January Events (Lithuania) - Aftermath

Aftermath

Immediately after the attacks, the Supreme Council issued a letter to the people of the Soviet Union and to the rest of the world denouncing the attacks and calling for foreign governments to recognise that the Soviet Union had committed an act of aggression against a sovereign nation. Following the first news reports from Lithuania, the government of Norway appealed to the United Nations. The government of Poland expressed their solidarity with the people of Lithuania and denounced the actions of the Soviet army.

After the events, President Gorbachev said Lithuanian "workers and intellectuals" complaining of anti-Soviet broadcasts had tried to talk to the republic's parliament, but were refused and beaten. Then, he said, they asked the military commander in Vilnius to provide protection. Defense Minister Dmitry Yazov, Interior Minister Boris Pugo and Gorbachev all asserted that no one in Moscow gave orders to use force in Vilnius. Yazov said that nationalists were trying to form what he called a bourgeois dictatorship. Pugo said on national television that the demonstrators had opened fire first.

During the following day, meetings of support took place in many cities (Kiev, Riga, Tallinn).

Although occupation and military raids continued for several months following the attacks, there were no large open military encounters after January 13. Strong Western reaction and the actions of Russian democratic forces put the President and the government of the Soviet Union in an awkward position. This influenced future Lithuanian-Russian negotiations and resulted in the signing of a treaty on January 31.

During a visit by the official delegation of Iceland to Lithuania on January 20, Foreign Minister Jón Baldvin Hannibalsson said: "My government is seriously considering the possibility of establishing diplomatic relations with the Republic of Lithuania." Iceland kept its promise, and on February 4, 1991, just three weeks after the attacks, it recognized the Republic of Lithuania as a sovereign independent state, and diplomatic relations were established between the two nations.

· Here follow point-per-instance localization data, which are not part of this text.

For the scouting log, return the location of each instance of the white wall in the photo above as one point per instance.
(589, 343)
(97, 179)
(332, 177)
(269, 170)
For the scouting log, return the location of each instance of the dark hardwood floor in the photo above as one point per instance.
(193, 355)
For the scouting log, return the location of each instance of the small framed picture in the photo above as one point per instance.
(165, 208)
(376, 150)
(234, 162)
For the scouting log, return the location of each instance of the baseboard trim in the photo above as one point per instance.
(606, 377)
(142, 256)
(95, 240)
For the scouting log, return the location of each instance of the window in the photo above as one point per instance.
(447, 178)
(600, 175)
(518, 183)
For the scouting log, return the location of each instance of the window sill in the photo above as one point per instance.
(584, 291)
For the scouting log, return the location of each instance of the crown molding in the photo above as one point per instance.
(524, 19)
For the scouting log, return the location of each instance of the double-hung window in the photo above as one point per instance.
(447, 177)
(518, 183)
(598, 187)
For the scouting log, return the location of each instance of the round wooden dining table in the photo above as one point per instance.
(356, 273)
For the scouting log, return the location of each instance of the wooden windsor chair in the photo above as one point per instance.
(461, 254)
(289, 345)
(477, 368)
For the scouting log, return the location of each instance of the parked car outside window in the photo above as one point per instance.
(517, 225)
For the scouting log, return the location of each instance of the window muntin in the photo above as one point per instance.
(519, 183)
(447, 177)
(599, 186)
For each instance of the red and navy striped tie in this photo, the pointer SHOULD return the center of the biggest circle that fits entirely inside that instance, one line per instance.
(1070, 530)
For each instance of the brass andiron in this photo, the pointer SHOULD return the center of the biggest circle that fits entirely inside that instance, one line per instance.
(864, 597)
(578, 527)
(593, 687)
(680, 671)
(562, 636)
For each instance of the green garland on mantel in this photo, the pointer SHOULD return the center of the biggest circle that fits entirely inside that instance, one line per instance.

These events are considered some of the main factors that led to the overwhelming victory of independence supporters in a referendum on February 9, 1991. (Turnout was 84.73% of registered voters; 90.47% of them voted in favor of the full and total independence of Lithuania.)

Streets in the neighborhood of the TV tower were later renamed after victims of the attack.

Russia still claims that the Soviet troops did not use their weapons at all.